Dr Anandibai Joshi (31 March 1865 – 26 February 1887)

The first Indian woman to study and graduate with a two-year degree in western medicine from the US, she was married when she was nine to Gopalrao Joshi, a widower who was almost twenty years her senior. At just fourteen years of age she gave birth to a child and lost him due to lack of medical care and service. This left a huge impact on her and inspired her to study medicine, a decision her husband fully supported and encouraged.  Her decision to study abroad led to criticism in India, however her address at Serampore College hall, stressing on the need for female doctors won her appreciation and financial support. Upon graduating, she was congratulated by Queen Victoria, and appointed doctor-in-charge at Kolhapur. Unfortunately, Anandibai could not practice medicine as she died of tuberculosis at 22.

 

Dr Rukhmabai Raut (22 November 1864 – 25 September 1955)

 

Best known for being the first practising woman doctor in colonial India, she was also the reason behind the enactment of Age of Consent Act in 1891. Married at eleven (a normal practise back then) to Dadaji Bhikaji who was 19, her decision to not stay with Bhikaji was supported by her step-father, Assistant Surgeon Sakharam Arjun Raut. Even though Bhikaji asked for ‘restitution of conjugal rights’ in 1885, with debates around Hindu vs English law, the final judgement on March 4, 1887 asked Raut to live with her husband or face imprisonment for six months. The matter however was finally settled when Queen Victoria dissolved her marriage by overruling the court order. She went on to study Medicine for five years at the London School of Medicine and worked as the Chief Medical Officer in Rajkot after 35 years, before retiring in Bombay.  

 

 

Dr Muthulakshmi Reddy (30 July 1886 – 22 July 1968)

 

The first female student to be admitted into a men’s college, the first woman House Surgeon in the Government Maternity and Opthalmic Hospital, the first Legislator in British India, the first Chairperson of the State Social Welfare Advisory Board, the first Chairperson of the State Social Welfare Advisory Board, the first woman Deputy President of the Legislative Council, and the first Alderwoman of the Madras Corporation Avvai Home (Phew!), Dr Reddy had a lot of firsts to her name. Born to a Tamil family, her father, Narayanaswami Iyer, the Principal of Maharaja’s College, was ostracised from his family for marrying her mother, Chandrammal, a Devadasi (female artist dedicated to worship who served a deity or a temple for the rest of her life). She married Sundara Reddy if he promised to 'always respect her as an equal and never cross her wishes.”

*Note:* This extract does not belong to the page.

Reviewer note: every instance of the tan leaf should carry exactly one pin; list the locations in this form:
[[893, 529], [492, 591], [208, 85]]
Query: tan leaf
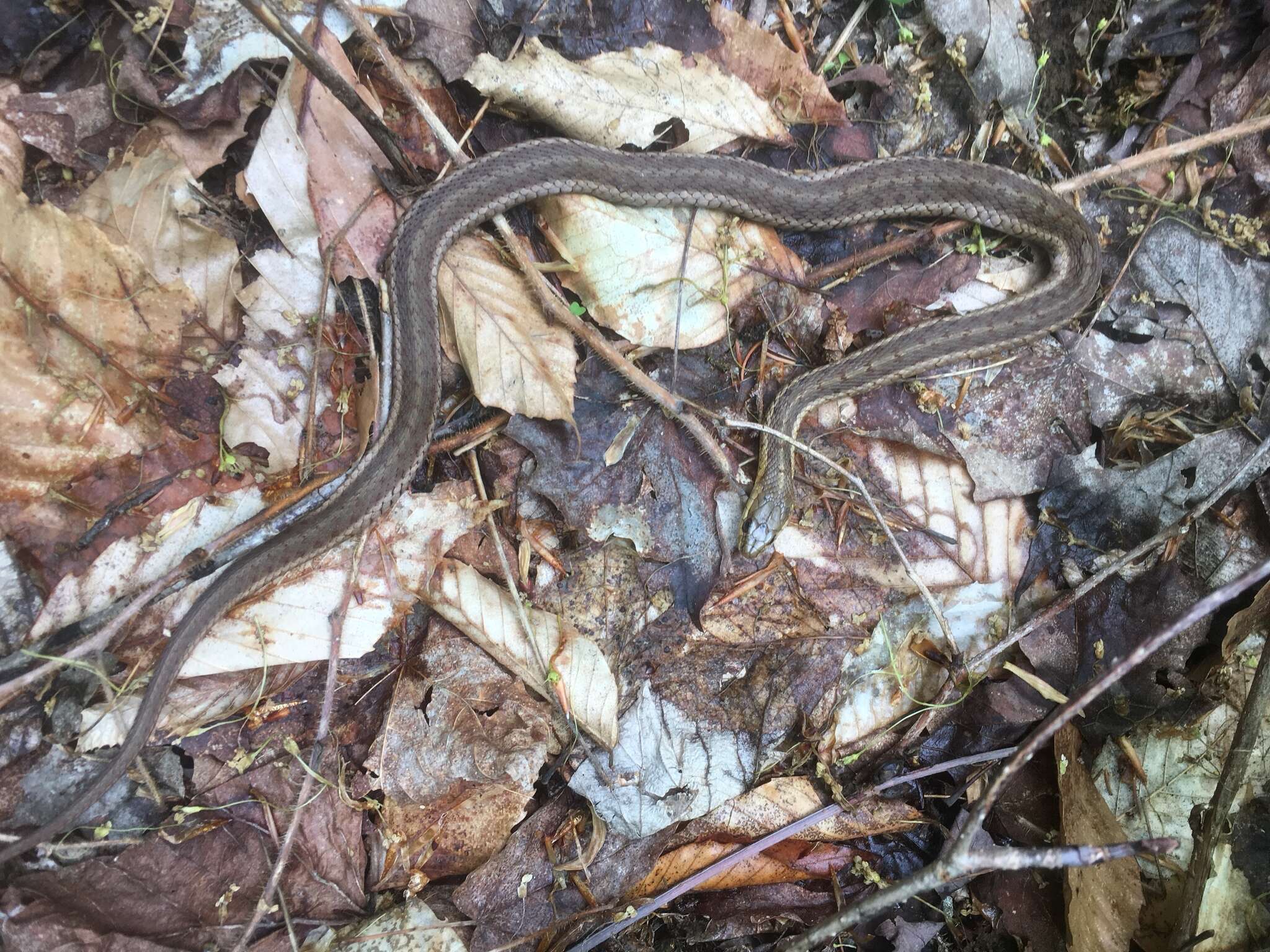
[[310, 178], [290, 621], [269, 386], [13, 154], [342, 159], [774, 70], [148, 203], [515, 358], [781, 801], [1103, 902], [484, 612], [615, 99], [458, 759], [60, 404], [630, 260], [682, 862], [991, 539]]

A Padma Bhushan recipient, her name was included in the first flag hoisted at Red Fort in 1947. She leaves behind a rich legacy that has served India and its people well into the 21st century: the Avvai Home (for children) and the Cancer Institute.

 

 

 

Dr Mary Poonen Lukose (30 July 1886 – 2 October 1976)

 

Padma Shri, Dr Mary Poonen Lukose was an only child born to an Anglican Syrian Christian family. Denied admission to the science course offered at the Maharajas College as she was a woman, Mary decided to get a degree in history instead, and soon became the first female graduate of Madras University. She was also the first woman from Kerala to graduate in medicine and received advanced training in paediatrics in UK. On returning home, she became Surgeon General in 1938 and was in charge of 32 government hospitals, 40 government dispensaries, and 20 private institutions. Fun fact: the first woman surgeon general in the US was appointed in 1990!